Tuesday, 6 September 2011

FOR PLEASURE AND PAIN

Whilst friends in the north are busy gathering in their harvests, preparing gardens for winter and eagarly awaiting the arrival of seed catalogues, which they will mull over in front of the fire with a steaming cuppa, we in the tropics have no such defined rest period.

Moon phases, anticipated hurricanes and the possibility of drought aside, we soldier on all year round.

A bonus - we can continue to plant and grow in a seemingly endless cycle of mango season,  avocado season, citrus season and so on, with the few stalwarts like bananas, which continue to produce ceaselessly - green gold indeed (as they came to be known in the boom days of St Lucian banana growing, before changes in EU trading agreements with Andean and Central American growers pulled the proverbial rug from under them - but that's a whole other story for another time).
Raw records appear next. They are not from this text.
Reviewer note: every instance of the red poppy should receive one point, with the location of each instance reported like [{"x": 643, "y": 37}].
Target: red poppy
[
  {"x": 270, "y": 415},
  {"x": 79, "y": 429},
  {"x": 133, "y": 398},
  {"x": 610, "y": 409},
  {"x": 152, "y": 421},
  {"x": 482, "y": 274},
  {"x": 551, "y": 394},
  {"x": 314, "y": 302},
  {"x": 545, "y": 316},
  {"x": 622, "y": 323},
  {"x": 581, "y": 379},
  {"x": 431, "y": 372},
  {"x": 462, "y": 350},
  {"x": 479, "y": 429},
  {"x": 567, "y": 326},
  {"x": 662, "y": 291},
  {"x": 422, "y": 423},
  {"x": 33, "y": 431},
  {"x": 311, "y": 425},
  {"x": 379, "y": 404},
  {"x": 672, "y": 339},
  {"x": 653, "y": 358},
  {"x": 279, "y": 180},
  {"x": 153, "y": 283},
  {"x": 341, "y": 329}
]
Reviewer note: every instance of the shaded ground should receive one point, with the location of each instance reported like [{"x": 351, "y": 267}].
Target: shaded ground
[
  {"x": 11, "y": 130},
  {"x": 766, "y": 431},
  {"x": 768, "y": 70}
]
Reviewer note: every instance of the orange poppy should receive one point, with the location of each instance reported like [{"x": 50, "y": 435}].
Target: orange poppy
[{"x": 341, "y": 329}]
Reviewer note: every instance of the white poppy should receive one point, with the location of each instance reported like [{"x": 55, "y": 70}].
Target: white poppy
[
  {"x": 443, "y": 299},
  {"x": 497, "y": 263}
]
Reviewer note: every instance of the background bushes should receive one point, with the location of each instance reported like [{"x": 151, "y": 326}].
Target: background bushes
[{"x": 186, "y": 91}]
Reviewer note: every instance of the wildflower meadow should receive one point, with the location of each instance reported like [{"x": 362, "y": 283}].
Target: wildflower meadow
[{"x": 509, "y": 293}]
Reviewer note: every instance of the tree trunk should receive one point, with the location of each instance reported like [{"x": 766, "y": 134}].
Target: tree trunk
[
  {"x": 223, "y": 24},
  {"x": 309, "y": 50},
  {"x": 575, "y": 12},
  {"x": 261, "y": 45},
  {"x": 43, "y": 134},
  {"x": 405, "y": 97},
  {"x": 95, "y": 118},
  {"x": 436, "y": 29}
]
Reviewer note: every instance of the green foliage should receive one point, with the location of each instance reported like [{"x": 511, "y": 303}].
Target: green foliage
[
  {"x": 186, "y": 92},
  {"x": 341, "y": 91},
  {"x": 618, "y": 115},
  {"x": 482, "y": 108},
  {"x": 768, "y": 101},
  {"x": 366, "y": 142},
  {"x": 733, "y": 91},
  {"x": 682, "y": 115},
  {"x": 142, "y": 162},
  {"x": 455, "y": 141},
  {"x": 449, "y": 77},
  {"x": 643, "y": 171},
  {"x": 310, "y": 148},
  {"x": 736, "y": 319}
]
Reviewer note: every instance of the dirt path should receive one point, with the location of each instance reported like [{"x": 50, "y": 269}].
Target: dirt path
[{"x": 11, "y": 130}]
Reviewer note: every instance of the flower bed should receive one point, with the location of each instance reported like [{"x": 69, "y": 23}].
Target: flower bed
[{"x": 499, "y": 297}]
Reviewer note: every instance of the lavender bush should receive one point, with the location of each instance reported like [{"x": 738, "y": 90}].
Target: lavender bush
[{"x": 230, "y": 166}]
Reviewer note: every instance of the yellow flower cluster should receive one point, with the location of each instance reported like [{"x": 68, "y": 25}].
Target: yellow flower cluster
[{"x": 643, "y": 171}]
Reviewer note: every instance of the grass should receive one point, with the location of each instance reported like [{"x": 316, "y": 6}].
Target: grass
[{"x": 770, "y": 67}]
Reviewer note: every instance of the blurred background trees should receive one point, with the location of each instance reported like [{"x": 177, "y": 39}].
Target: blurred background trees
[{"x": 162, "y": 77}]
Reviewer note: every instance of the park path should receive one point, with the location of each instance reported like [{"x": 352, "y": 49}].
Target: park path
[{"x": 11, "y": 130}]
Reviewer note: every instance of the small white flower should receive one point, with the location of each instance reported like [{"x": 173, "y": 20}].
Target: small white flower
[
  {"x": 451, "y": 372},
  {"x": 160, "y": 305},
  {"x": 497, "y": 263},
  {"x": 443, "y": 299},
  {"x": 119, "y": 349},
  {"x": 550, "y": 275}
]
What to grow within limited space, and within limited time available each day to spend nurturing seedlings and saplings? For one downside of living within the Tropic of Cancer, are the comparatively shorter days to my fellow gardeners living beyond. We have pretty much equal day and night, both summer and winter with a slight variation of about one hour between the seasons. No gardening well into evening for me, as I did in my previous gardens, especially in the North of England during the summer months.

Local Lucian folk grow produce for nourishment, pleasure and even pain.  I have vivid memories of my own Grandmother, who sadly passed away at the grand old age of 103 in 2003 (fulfilling her personal quest to outlive the Queen Mother, albeit by a slim margin), and her arrray of "special ingredients" that she kept in her kitchen - a veritable nature's pharmacy.  Dried ginger root for tummy ache and period pain; cinnamon, nutmeg and cloves for colds and toothache;  bay leaves, rosemary, lavender for headaches, dizziness and fainting; and pawpaw (papaya) seeds for diarrhea .....and so the list goes on and on.  The one item that I cannot recall what it was used for (or perhaps never knew) was the ever present dried skin from pomegranates that hung on a hook beside the dried citrus peel - perhaps someone out there knows and could enlighten me? 

The practice of making use of such items has come full circle and we see these ingredients, alongside echinachea, aloe vera, noni and of course coconut water, which now enjoys the status of 'magic elixir', join mainsteam products on the shelves of supermarkets and pharmacies all over the world, readily available and accepted by the masses as the norm. However, when I was growing up, it all sounded rather weird and slightly bonkers, though we could not argue with the fact that these remedies seemed to work rather better than any doctor's medicine.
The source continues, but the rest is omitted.